Question

How do you find absolute minimum and maximum in calculus?

Answer 1

Hint: We first explain the concept and then take an example of $f\left( x \right)=-{{x}^{3}}-6{{x}^{2}}-9x-2$. We equate it with 0. Extremum points in a curve have slope value 0. We solve the quadratic solution to find the coordinates and the points.
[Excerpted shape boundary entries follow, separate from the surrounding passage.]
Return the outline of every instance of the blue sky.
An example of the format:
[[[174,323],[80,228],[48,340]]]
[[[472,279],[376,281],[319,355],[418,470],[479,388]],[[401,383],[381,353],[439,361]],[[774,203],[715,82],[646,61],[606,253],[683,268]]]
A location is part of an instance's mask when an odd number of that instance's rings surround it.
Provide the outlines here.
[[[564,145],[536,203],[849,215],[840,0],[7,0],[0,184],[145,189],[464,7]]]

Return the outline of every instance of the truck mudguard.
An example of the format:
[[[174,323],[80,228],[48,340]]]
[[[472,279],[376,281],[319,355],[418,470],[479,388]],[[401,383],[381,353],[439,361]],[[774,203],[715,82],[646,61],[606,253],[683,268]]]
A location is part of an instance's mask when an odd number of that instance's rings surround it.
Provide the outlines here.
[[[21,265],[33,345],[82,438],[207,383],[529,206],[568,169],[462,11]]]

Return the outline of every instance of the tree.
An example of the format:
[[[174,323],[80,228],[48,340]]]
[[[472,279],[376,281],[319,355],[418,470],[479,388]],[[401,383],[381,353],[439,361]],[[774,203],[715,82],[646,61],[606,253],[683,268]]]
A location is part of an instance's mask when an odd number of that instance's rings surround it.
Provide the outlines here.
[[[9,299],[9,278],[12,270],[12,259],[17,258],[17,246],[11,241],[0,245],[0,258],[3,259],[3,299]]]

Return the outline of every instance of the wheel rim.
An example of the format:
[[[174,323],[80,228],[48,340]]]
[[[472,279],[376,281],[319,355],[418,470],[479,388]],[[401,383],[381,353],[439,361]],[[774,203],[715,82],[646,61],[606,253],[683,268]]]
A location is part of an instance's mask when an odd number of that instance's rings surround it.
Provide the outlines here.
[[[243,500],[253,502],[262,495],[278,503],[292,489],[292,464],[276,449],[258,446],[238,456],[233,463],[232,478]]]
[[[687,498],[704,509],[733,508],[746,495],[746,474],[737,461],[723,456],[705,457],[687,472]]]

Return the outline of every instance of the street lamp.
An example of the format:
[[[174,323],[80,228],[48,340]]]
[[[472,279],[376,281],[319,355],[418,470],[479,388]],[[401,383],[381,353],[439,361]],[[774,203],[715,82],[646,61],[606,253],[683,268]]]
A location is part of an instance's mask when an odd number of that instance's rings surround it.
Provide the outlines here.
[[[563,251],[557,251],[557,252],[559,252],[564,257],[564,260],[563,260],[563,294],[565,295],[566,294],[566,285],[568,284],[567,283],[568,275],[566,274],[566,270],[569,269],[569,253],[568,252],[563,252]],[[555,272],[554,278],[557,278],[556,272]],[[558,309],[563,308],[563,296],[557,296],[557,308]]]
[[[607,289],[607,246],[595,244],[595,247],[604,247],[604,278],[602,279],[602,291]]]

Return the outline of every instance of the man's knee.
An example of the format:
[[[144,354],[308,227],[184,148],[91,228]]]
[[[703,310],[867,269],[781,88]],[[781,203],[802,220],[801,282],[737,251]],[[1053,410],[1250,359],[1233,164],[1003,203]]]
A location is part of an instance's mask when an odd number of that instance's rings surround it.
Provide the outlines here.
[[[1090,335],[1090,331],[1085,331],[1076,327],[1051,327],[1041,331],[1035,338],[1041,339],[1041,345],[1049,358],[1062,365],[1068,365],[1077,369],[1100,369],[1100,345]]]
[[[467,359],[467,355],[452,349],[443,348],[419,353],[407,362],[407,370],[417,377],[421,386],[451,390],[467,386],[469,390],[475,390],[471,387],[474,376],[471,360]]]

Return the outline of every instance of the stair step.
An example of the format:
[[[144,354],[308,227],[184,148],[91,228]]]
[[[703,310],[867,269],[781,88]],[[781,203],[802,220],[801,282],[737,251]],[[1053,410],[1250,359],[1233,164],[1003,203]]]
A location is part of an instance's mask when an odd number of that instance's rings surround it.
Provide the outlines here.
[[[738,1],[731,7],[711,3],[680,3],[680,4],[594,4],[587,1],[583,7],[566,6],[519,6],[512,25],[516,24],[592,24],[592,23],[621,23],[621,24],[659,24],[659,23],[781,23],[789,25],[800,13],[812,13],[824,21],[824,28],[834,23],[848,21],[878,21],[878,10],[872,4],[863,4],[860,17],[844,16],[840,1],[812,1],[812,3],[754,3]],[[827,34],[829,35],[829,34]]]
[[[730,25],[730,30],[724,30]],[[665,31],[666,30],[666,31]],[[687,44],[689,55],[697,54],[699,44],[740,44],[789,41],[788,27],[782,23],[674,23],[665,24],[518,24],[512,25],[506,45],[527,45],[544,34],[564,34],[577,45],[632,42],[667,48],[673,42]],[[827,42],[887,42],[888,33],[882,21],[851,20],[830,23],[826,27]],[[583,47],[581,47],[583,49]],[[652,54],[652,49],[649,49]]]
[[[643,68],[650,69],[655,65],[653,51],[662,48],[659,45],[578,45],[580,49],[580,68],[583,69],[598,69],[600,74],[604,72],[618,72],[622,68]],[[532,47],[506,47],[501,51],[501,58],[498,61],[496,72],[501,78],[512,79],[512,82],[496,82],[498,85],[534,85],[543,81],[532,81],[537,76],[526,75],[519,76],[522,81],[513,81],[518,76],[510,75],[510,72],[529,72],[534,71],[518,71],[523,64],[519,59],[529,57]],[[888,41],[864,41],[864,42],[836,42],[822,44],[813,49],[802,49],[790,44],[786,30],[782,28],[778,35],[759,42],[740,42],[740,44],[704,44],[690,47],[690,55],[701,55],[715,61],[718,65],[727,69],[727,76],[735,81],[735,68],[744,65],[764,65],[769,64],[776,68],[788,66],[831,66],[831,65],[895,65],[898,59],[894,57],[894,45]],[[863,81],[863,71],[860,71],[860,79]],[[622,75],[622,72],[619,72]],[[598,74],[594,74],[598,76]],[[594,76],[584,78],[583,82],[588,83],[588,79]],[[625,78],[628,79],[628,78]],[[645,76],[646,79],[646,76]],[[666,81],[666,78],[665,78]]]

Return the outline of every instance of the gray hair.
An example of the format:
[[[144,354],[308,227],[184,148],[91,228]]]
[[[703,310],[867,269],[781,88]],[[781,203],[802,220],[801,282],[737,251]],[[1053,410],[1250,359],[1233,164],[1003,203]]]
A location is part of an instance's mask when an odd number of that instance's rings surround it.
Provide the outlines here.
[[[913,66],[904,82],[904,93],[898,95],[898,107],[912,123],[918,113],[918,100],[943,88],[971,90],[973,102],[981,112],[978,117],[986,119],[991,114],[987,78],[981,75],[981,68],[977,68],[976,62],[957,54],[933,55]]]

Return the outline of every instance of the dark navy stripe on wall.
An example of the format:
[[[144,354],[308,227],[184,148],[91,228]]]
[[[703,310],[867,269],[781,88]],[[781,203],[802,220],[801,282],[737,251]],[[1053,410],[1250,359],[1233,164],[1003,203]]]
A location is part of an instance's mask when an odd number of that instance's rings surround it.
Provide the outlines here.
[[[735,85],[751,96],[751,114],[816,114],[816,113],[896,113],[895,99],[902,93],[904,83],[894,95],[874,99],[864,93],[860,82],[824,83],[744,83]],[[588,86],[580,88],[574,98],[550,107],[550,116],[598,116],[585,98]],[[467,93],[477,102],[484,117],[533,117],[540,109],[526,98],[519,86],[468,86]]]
Complete step by step answer:
To find the extremum points we need to find the slope of a function and also the value of the point where the slope will be 0. Extremum points in a curve have slope value 0.
The slope of the function can be found from the derivative of the function ${{f}^{'}}\left( x \right)=\dfrac{d}{dx}\left[ f\left( x \right) \right]$
We now take an example to understand the concept better. We find the relative extrema of the function $f\left( x \right)=-{{x}^{3}}-6{{x}^{2}}-9x-2$.

We differentiate both sides of the function $f\left( x \right)=-{{x}^{3}}-6{{x}^{2}}-9x-2$ with respect to $x$.
$\begin{align}
  & f\left( x \right)=-{{x}^{3}}-6{{x}^{2}}-9x-2 \\
 & \Rightarrow {{f}^{'}}\left( x \right)=\dfrac{d}{dx}\left[ f\left( x \right) \right]=\dfrac{d}{dx}\left[ -{{x}^{3}}-6{{x}^{2}}-9x-2 \right] \\
\end{align}$.
We know that the differentiation form for ${{n}^{th}}$ power of $x$ is $\dfrac{d}{dx}\left[ {{x}^{n}} \right]=n{{x}^{n-1}}$.
Therefore, ${{f}^{'}}\left( x \right)=\dfrac{d}{dx}\left( -{{x}^{3}} \right)+\dfrac{d}{dx}\left( -6{{x}^{2}} \right)+\dfrac{d}{dx}\left( -9x \right)+\dfrac{d}{dx}\left( -2 \right)=-3{{x}^{2}}-12x-9$.
To find the $x$ coordinates of the extremum point we take $-3{{x}^{2}}-12x-9=0$.
Solving the given quadratic equation
$\begin{align}
  & -3{{x}^{2}}-12x-9=0 \\
 & \Rightarrow {{x}^{2}}+4x+3=0 \\
\end{align}$
We know for a general equation of quadratic $a{{x}^{2}}+bx+c=0$, the value of the roots of x will be $x=\dfrac{-b\pm \sqrt{{{b}^{2}}-4ac}}{2a}$.
In the given equation we have ${{x}^{2}}+4x+3=0$. The values of $a,b,c$ is $1,4,3$ respectively.
We put the values and get $x$ as $x=\dfrac{-4\pm \sqrt{{{4}^{2}}-4\times 1\times 3}}{2\times 1}=\dfrac{-4\pm \sqrt{4}}{2}=\dfrac{-4\pm 2}{2}=-1,-3$.
Therefore, from the value of the $x$ coordinates of the extremum points, we find their $y$ coordinates.
We put values of $x=-1,-3$ in $f\left( x \right)=-{{x}^{3}}-6{{x}^{2}}-9x-2$.
For $x=-1$, the value of \[y=f\left( -1 \right)=-{{\left( -1 \right)}^{3}}-6{{\left( -1 \right)}^{2}}-9\left( -1 \right)-2=2\].
For $x=-3$, the value of \[y=f\left( -3 \right)=-{{\left( -3 \right)}^{3}}-6{{\left( -3 \right)}^{2}}-9\left( -3 \right)-2=-2\].
Therefore, the extremum points are $\left( -1,2 \right);\left( -3,-2 \right)$.

Note: We also can find which point is maxima and minima by finding ${{f}^{''}}\left( x \right)=\dfrac{d}{dx}\left[ {{f}^{'}}\left( x \right) \right]$. If for $x=a,b$, we find ${{f}^{''}}\left( x \right)$ being negative value then the point is maxima and ${{f}^{''}}\left( x \right)$ being positive value then the point is minima.
For ${{f}^{'}}\left( x \right)=-3{{x}^{2}}-12x-9$, we get ${{f}^{''}}\left( x \right)=-6x-12$.
At $x=-1$, ${{f}^{''}}\left( -1 \right)=-6<0$. The point $\left( -1,2 \right)$ is maxima.
At $x=-3$, ${{f}^{''}}\left( -3 \right)=6>0$. The point $\left( -3,-2 \right)$ is minima.